Mr. Peacock comes by the house after lunch the next day. Mrs. Feehan quickly makes herself presentable and greets him. Mr. Peacock gives Mrs. Feehan a parcel and sits down in what used to be Mr. Feehan’s seat. Mr. Peacock is dressed nicely and wearing cologne. Charlie sits with the adults but doesn’t talk, and the conversation between them is awkward without Mr. Feehan, who had been the connection between the two of them and who was generally a gregarious host. Charlie feels his father’s absence and wants him back.
In Charlie’s eyes, Mr. Peacock is trying and failing to replace Mr. Feehan. He takes Mr. Feehan’s seat and tries to endear himself to Mrs. Feehan by giving her a gift, but he lacks Mr. Feehan’s charm and his love for Mrs. Feehan and Charlie. Rather than filling an empty paternal role for Charlie, Mr. Peacock’s awkwardness only makes Charlie feel Mr. Feehan’s absence more.
Nostrils knocks on the door, interrupting the awkward visit.

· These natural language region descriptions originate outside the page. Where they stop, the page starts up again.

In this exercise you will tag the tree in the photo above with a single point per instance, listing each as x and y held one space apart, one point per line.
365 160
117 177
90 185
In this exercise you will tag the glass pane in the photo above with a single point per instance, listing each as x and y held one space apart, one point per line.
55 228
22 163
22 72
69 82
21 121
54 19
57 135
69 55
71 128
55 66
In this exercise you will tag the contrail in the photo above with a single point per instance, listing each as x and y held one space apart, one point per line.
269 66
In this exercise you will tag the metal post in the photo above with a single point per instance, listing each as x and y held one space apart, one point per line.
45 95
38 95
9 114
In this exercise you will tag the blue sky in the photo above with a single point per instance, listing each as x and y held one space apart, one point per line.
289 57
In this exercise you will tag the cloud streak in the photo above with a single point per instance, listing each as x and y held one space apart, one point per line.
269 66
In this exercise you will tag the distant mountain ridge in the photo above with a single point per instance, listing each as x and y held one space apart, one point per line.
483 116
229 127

Charlie welcomes him and introduces him to the adults, and then the two boys go to the kitchen for a cup of tea. Nostrils sees Harriet and points out that the duck is male. After tea, they leave to play football. For the first time, Charlie shares his feelings about his father’s death with someone besides Mrs. Feehan. He can still not bring himself to use the word “dead,” which seems too final. He appreciates that Nostrils doesn’t push the matter––he just listens.
The friendship between Nostrils and Charlie develops as Nostrils sees Charlie’s home life and Charlie allows himself to be vulnerable. The support of his friend allows Charlie to move forward in his grieving process, but he still struggles to accept that his father is truly gone.

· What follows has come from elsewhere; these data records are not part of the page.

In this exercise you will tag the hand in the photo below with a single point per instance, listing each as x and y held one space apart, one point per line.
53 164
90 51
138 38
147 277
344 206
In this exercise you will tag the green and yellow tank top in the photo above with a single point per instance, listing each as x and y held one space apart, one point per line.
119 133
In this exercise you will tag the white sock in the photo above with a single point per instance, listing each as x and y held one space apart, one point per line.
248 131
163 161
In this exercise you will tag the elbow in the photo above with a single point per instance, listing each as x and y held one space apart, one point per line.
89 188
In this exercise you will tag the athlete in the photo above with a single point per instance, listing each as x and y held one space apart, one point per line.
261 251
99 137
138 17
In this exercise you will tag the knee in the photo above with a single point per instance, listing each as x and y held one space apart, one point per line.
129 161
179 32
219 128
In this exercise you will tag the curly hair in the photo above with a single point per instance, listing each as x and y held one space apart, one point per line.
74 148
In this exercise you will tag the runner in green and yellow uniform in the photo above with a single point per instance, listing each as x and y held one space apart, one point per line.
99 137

Charlie and Nostrils play football in the park, pretending to be famous athletes. Nostrils is a far better player than Charlie, but Charlie still enjoys himself. Nostrils kicks the ball a far distance, and when Charlie chases it, he finds Jimmy Barlow and his friends. Barlow steals Charlie’s football. He shouts at his friends to grab Charlie, but Charlie is prepared and runs away. He shouts at Nostrils to run, but instead of using his head start, Nostrils waits for Charlie, and they run off together. When they finally get away, Nostrils remarks that they will probably see Barlow again.

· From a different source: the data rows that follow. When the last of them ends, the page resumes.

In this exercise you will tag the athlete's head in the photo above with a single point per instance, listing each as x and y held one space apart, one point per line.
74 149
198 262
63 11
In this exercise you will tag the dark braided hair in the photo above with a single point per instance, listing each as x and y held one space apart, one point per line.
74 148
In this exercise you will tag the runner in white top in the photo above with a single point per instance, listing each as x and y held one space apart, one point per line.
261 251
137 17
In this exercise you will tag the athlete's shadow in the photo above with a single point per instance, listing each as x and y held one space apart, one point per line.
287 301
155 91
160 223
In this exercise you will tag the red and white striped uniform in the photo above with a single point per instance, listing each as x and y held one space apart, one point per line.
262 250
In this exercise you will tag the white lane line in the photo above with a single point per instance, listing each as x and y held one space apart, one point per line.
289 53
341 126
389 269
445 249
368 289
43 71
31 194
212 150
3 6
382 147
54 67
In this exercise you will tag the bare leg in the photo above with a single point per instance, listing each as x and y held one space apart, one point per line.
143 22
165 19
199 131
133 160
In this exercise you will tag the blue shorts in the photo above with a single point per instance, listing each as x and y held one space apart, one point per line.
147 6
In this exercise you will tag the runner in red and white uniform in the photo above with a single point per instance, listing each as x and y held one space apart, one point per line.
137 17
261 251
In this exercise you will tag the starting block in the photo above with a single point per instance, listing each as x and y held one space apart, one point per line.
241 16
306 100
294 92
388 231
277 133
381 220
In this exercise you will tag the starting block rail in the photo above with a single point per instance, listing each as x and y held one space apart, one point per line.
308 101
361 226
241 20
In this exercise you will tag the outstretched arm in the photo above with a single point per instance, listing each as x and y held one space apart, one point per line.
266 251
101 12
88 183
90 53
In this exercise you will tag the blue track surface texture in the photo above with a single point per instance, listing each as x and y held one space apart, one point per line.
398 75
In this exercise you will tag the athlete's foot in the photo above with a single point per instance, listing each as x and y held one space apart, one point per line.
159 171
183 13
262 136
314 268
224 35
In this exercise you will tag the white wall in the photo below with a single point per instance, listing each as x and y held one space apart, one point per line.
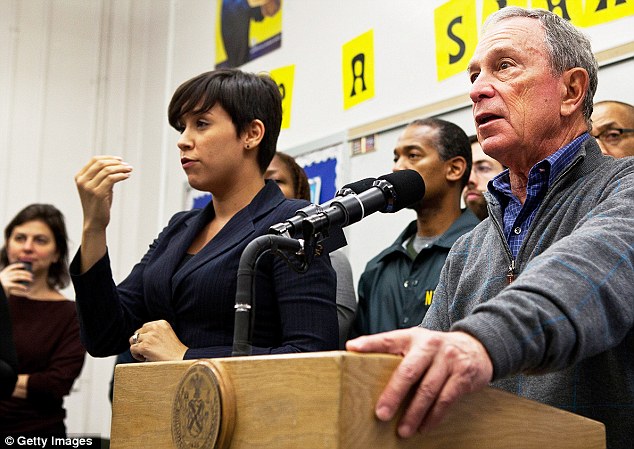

Play with his friend briefly allows Charlie to be a child again. He also learns more about Nostrils, discovering that while Charlie may be a faster runner, Nostrils is a superior athlete. Neither boy resents the other’s skill, however, and they have fun together. Nostrils proves his dedication to their friendship when he waits for Charlie to start running from Barlow.